A new study concludes that Prius repairs cost 8.4 percent more than repairs on non-hybrid economy cars.
For our very last post of the month, we're taking the path of least resistance. Here are quick recaps of the five most popular posts on AllAboutPrius for the month of February:
# 1: Prius Repairs Cost (a little) More Than Non-Hybrids. Not surprisingly, this crucial concern of new-car buyers hit the big time, with linkbacks from various other sites including our friends at Wired's Autopia blog. Bottom Line: When there were fewer of them, hybrids cost more to repair--but now that there are hundreds of thousands of Toyota Prius models running around, their repair costs have all but fallen into line with those of non-hybrid cars.
# 2: Ten Things the 2010 Toyota Prius Will Not Do For You. Our colleague, editor and super-snarkmeister Marty Padgett, wrote this humorous piece pointing out that the 2010 Toyota Prius is, after all, just a car. Bottom Line: If you are looking to a car--even a class-leading hybrid-electric car--to make your life better, you're bound for eternal disappointment.
# 3: 2010 Toyota Prius: Our Fearless Predictions. We're a little puzzled by this one's continuing popularity, since more details have surfaced on the actual car from Prius Connection previews. Our predictions were pretty close, by the way, though no sign yet of the predicted Scion hybrid coupe or Toyota Prius station wagon or crossover. Bottom Line: For everything you need to know, read our detailed 2010 Toyota Prius page instead.
# 4: 2010 Toyota Prius Industry Firsts--A Quiz. We figured this one might be popular, and indeed it garnered a slew of answers. Most of them, sadly, were just a little...wrong. Bottom Line: You can cheat by jumping directly to our story on the contest winner.
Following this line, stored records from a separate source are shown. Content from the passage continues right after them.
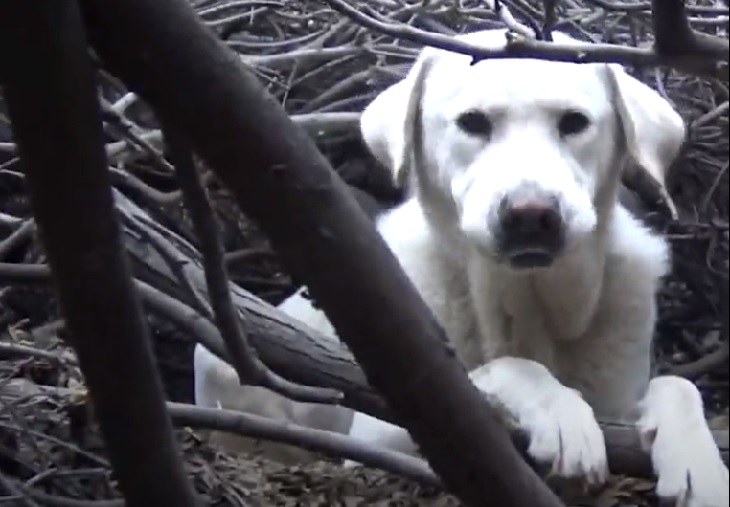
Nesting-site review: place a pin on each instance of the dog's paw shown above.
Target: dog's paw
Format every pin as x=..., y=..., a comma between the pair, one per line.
x=565, y=435
x=689, y=468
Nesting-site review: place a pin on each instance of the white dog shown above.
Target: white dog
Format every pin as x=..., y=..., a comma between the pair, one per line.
x=515, y=239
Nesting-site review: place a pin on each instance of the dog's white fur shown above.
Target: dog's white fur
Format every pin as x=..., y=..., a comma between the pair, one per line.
x=554, y=347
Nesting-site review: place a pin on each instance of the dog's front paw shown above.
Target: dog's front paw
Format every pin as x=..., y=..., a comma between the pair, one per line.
x=689, y=467
x=564, y=434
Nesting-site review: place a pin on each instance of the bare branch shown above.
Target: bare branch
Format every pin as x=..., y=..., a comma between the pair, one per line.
x=713, y=63
x=248, y=366
x=60, y=142
x=334, y=444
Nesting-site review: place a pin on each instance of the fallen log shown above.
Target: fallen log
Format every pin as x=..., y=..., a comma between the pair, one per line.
x=172, y=283
x=299, y=353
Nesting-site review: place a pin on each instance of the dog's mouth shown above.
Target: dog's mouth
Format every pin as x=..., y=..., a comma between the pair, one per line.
x=530, y=259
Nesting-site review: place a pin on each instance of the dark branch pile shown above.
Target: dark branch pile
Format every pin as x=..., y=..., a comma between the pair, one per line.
x=325, y=68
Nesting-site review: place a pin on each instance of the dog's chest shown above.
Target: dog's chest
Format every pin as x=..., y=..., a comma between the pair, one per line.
x=527, y=332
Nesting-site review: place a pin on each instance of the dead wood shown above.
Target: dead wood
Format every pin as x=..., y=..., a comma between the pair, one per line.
x=59, y=134
x=170, y=283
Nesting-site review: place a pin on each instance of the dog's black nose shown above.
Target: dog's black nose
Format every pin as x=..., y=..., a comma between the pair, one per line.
x=531, y=231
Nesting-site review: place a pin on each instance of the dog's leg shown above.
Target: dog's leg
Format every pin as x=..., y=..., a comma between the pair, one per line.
x=561, y=426
x=686, y=459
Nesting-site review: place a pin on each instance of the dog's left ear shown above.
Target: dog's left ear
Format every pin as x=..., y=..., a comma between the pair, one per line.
x=654, y=131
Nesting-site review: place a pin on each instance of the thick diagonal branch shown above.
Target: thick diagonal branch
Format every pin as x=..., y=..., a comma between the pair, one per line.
x=282, y=181
x=51, y=97
x=250, y=369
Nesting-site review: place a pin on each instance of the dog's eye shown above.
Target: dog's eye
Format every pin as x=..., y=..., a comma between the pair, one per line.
x=572, y=123
x=475, y=123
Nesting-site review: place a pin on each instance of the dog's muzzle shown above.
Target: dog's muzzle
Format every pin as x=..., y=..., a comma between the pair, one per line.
x=530, y=230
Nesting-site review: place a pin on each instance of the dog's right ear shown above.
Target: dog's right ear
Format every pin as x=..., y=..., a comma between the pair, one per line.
x=389, y=122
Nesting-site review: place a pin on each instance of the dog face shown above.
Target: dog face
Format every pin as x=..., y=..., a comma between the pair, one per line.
x=523, y=156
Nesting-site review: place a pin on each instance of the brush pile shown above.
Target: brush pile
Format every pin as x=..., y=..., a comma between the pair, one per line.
x=324, y=68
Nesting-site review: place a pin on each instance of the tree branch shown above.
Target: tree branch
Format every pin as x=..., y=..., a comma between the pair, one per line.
x=694, y=60
x=59, y=134
x=170, y=59
x=675, y=39
x=248, y=366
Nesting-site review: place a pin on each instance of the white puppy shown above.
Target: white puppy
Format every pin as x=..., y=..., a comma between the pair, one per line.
x=543, y=282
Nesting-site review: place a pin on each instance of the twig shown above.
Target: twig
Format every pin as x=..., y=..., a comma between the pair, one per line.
x=284, y=343
x=524, y=47
x=250, y=369
x=13, y=489
x=17, y=238
x=674, y=36
x=335, y=444
x=705, y=364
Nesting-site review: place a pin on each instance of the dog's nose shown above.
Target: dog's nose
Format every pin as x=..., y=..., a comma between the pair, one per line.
x=531, y=228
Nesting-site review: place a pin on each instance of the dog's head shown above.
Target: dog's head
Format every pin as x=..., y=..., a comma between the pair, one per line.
x=522, y=157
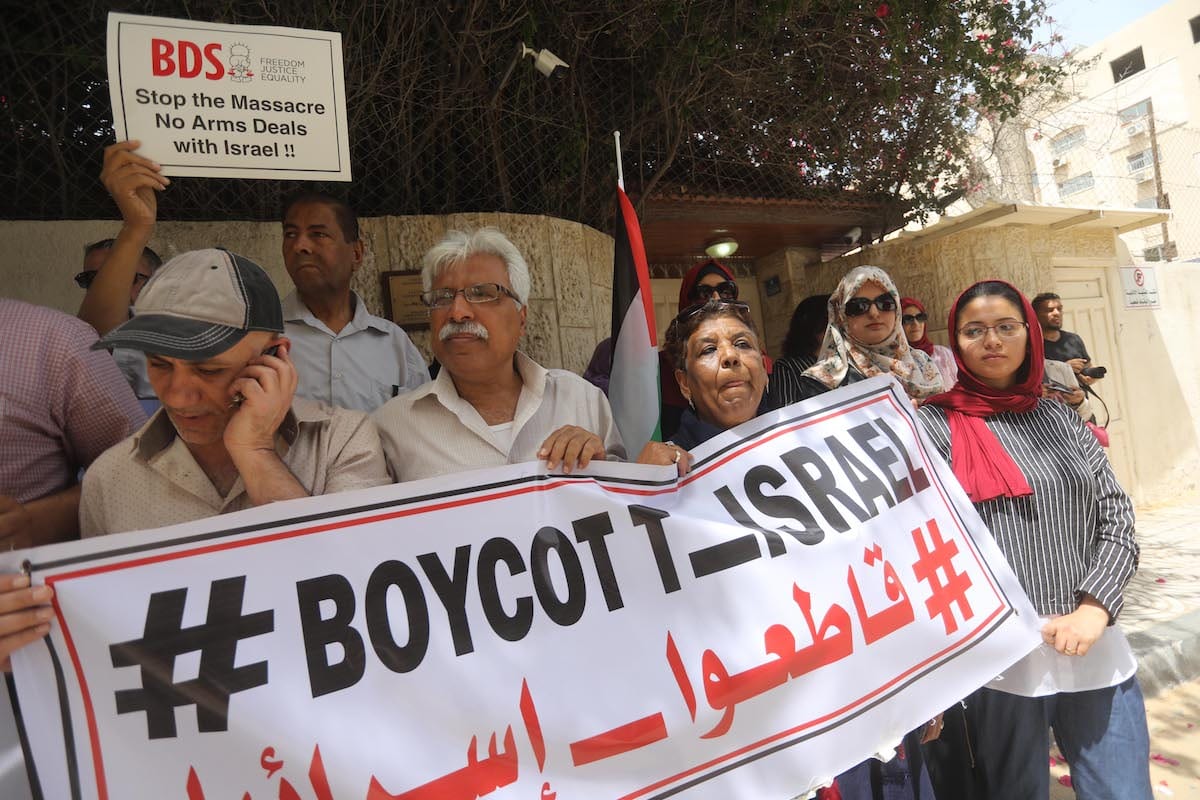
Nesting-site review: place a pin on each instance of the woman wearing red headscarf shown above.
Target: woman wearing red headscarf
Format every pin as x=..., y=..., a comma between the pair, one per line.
x=1047, y=492
x=913, y=319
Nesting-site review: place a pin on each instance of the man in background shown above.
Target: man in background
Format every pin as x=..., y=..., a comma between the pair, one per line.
x=1060, y=344
x=345, y=355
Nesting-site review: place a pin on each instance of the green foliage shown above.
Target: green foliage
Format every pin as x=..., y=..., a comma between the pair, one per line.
x=769, y=98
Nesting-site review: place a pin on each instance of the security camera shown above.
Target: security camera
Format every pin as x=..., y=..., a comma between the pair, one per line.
x=544, y=61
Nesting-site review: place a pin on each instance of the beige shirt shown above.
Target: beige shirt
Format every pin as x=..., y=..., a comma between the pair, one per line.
x=151, y=480
x=432, y=431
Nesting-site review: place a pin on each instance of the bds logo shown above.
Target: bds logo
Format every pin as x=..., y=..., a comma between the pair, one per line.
x=186, y=59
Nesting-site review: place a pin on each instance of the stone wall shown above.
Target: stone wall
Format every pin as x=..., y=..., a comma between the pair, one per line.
x=570, y=264
x=933, y=270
# 5: The Prius's Not-So-Secret Gas-Mileage Secrets. An oldie but a goodie, this one covers a perennially popular topic: How does the Toyota Prius actually return gas mileage of 48 (city) / 45 (highway) mpg? This is our technical explanation of how it all works under that shapely hood. Bottom Line: It's complicated, having to do with a battery pack, two electric motors, a gasoline engine, and an electronic continously variable transmission--but it all works. And remember, the 2010 Toyota Prius will be even thriftier, with a combined city/highway figure of 50 miles per gallon in a bigger, more powerful, more luxurious car.